As Polis noted, Trump won Peters’ rural county. She was the Mesa County clerk, so she was responsible for certifying the results in her county, not for the entire state, which Biden carried. Peters did her job in 2020 and certified the county results. Trump beat Biden in Mesa County, 63% to 35%.
After Polis announced the commutation, Peters said in a statement that she was “sorry” for “the mistakes of the past,” when she “misled” state election officials. But Peters has never publicly acknowledged that Biden won in 2020, and her social media feed is filled with debunked voter-fraud claims.
Maruyama, the Polis spokesman, said Monday that “the votes for Biden and Trump” from Mesa County “were included in the statewide total and Biden won the state and its 9 electoral votes.” He added, “Biden won Colorado, and the results that Tina Peters certified were part of that final tally.”
Election equipment was tainted
Polis wrongly claimed Peters didn’t compromise anything in her office.
“Her crimes were entirely related to the 2021 municipal elections after ballots were counted.

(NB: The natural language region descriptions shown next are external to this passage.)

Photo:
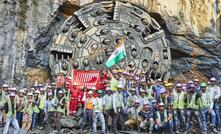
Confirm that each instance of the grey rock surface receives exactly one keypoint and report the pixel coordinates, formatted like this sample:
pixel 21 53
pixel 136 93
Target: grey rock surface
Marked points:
pixel 27 28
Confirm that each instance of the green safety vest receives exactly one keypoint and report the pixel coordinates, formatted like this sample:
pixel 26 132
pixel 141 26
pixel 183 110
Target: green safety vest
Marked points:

Nothing was compromised,” Polis said Friday.
Rubinstein, the Mesa County prosecutor, told CNN that Peters’ actions in 2021 “100% compromised the equipment.” And Colorado election officials have said, for years, that the systems were tainted and couldn’t be used again.
Colorado Secretary of State Jena Griswold said in a 2022 press release that “Voting equipment was compromised and election rules violated.”

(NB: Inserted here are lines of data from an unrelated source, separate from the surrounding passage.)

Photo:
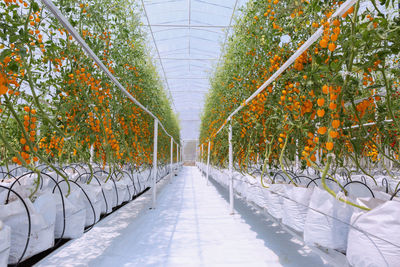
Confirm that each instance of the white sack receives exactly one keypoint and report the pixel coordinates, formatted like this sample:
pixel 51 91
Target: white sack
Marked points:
pixel 75 215
pixel 275 201
pixel 123 194
pixel 330 230
pixel 96 199
pixel 5 243
pixel 382 247
pixel 296 207
pixel 42 234
pixel 111 197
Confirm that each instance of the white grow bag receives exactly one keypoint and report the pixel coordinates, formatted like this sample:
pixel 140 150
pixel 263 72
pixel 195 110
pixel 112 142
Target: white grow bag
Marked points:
pixel 42 231
pixel 296 207
pixel 5 243
pixel 123 194
pixel 111 197
pixel 97 200
pixel 375 238
pixel 75 215
pixel 330 230
pixel 275 200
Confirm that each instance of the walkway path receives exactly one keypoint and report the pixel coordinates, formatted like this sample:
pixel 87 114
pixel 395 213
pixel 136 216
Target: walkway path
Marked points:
pixel 190 227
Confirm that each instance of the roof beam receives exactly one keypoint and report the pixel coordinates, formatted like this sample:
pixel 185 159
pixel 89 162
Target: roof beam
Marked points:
pixel 187 26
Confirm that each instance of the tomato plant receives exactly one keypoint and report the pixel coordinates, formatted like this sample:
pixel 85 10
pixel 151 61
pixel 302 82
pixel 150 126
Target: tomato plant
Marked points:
pixel 336 107
pixel 57 104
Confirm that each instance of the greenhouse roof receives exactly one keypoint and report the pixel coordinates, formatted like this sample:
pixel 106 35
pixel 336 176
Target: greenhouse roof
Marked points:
pixel 186 37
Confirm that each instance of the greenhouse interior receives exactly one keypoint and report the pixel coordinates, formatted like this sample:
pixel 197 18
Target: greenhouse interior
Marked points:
pixel 200 133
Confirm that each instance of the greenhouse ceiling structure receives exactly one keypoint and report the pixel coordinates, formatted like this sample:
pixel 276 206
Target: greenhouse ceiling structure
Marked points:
pixel 186 37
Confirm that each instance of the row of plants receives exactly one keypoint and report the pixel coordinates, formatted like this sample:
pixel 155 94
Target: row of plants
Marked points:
pixel 57 105
pixel 336 108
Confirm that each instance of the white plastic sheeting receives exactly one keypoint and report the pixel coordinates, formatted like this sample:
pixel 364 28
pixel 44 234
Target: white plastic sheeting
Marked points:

The announcement also said that Griswold “decertified the election equipment in Mesa County.” (Griswold, a Democrat who is running for attorney general, has vocally condemned Polis for releasing Peters.)
An election official testified at Peters’ sentencing hearing in 2024 that Mesa County had to buy new equipment and spent more than $1 million in taxpayer funds “to purchase, test, and retest systems that she undermined.”
Maruyama told CNN on Monday that the governor “was referring to election results by choosing to use the word ‘compromised’” in his Friday interview.
“She did not actively interfere in the outcome of the 2020 or 2021 election and no election results were compromised,” Maruyama said. “Her actions triggered the county replacing election equipment to preserve election integrity and had other costs, which is a big part of why the Governor felt a tough sentence of four and a half years in prison was appropriate.”